- PressProgress makes the case that we can't afford to risk another term of government neglect by the Harper Cons. Jeremy Nuttall discusses how the Cons' fixed election date and anti-social economic policies each figure to cause direct damage to Canada's economy in the course of a downturn. And Michael Harris discusses the utter implausibility of the Cons' spin on the economic and security alike.
- Meanwhile, Sophia Harris tells the stories of a few of the Canadians already suffering the consequences of an anti-worker government. And Roderick Benns interviews Toni Pickard about the complementary roles a fair minimum wage and a basic income could play in improving matters.
- Christian Salmon offers a glimpse into the blackmail of Greece by European creditors - which makes it all the more bewildering and disheartening that the Syriza government seems to be repudiating its anti-austerity mandate after all.
- David Climenhaga wonders how much further the Cons and the Senate will go in seeking to have religious vetted by the federal government.

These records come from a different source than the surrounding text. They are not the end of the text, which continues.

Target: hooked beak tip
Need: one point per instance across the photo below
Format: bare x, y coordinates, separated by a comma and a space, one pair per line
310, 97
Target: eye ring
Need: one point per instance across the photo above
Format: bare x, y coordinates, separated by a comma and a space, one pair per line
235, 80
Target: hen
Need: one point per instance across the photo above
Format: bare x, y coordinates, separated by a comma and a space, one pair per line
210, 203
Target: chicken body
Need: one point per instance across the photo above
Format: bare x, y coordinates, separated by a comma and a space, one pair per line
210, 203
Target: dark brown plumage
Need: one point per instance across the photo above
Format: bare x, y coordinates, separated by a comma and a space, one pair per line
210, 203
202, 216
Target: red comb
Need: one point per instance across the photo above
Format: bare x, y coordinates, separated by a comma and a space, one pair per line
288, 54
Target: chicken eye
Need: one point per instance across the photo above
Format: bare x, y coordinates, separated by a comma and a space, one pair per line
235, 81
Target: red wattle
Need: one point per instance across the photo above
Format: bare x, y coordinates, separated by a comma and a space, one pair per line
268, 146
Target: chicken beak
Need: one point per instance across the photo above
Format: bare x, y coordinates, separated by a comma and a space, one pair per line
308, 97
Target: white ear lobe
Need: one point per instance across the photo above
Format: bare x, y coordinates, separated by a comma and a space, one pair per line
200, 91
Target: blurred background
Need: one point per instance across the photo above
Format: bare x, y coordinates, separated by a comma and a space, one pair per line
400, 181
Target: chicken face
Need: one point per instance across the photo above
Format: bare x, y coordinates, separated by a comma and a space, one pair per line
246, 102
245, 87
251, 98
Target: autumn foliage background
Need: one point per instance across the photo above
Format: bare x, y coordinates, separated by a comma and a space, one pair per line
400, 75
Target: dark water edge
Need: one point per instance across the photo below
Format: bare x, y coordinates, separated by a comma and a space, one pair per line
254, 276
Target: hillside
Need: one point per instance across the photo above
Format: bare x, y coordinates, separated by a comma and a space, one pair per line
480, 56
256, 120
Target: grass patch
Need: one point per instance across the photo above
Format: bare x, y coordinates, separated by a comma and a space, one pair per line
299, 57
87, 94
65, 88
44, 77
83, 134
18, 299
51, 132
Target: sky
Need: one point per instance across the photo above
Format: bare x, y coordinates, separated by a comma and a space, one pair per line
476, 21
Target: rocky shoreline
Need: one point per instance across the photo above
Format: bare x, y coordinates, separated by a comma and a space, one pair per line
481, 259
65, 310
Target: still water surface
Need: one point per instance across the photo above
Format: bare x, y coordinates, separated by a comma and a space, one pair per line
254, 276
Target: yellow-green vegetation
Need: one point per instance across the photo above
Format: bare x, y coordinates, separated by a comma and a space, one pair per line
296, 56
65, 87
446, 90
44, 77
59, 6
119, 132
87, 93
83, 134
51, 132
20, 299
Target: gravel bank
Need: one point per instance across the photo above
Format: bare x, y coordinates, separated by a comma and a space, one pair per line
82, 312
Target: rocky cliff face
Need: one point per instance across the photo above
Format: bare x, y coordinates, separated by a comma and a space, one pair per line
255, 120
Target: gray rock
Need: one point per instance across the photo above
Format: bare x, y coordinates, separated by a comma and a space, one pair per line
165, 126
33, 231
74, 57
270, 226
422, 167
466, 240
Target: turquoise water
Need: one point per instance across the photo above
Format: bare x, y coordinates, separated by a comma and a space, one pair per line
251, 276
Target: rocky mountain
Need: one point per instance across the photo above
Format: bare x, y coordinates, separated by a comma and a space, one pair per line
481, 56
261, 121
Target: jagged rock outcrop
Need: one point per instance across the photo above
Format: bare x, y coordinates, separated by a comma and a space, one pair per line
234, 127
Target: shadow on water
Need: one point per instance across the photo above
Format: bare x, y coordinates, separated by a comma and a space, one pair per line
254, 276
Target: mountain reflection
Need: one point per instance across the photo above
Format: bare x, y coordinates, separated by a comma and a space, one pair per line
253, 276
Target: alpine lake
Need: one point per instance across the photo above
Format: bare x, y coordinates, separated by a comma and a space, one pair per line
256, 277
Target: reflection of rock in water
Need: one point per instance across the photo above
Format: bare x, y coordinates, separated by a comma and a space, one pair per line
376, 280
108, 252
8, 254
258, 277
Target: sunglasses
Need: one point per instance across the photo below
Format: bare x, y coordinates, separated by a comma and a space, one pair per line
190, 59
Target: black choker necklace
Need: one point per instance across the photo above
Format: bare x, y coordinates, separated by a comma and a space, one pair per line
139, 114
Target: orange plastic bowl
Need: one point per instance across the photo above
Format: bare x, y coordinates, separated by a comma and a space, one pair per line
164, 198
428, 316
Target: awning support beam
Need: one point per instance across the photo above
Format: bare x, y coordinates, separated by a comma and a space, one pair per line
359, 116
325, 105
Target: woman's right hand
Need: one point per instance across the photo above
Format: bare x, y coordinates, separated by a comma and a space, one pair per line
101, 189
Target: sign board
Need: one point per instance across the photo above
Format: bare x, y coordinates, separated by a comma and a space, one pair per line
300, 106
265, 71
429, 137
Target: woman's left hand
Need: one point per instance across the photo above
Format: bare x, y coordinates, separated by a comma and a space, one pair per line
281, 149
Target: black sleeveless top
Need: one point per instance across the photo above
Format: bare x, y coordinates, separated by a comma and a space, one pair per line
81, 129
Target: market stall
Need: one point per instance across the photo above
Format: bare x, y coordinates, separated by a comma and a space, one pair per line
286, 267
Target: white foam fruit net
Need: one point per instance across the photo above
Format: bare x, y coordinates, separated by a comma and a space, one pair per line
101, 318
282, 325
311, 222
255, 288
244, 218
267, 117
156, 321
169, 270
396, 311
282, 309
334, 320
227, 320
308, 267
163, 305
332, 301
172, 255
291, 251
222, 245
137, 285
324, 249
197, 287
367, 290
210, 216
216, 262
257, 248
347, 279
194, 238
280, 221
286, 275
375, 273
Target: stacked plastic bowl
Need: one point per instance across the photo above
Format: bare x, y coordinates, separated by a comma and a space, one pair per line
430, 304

- Finally, Helaine Olen writes that the cult of self-help is the most dangerous religious movement shaping North American culture. And Bernadette Rabuy and Daniel Kopf make the seemingly obvious connection between poverty and subsequent incarceration:
Our society has, in the name of being tough on crime, made a series of policy choices that have fueled a cycle of poverty and incarceration. We send large numbers of people with low levels of education and low skills to prison, and then when they leave just as penniless as they were when they went in, we expect them to bear the burden of legally-acceptable employment discrimination.
Acknowledging, as this report makes possible, that the people in prison were, before they went to prison, some of the poorest people in this country makes it even more important that we make policy choices that can break the cycle of poverty and incarceration.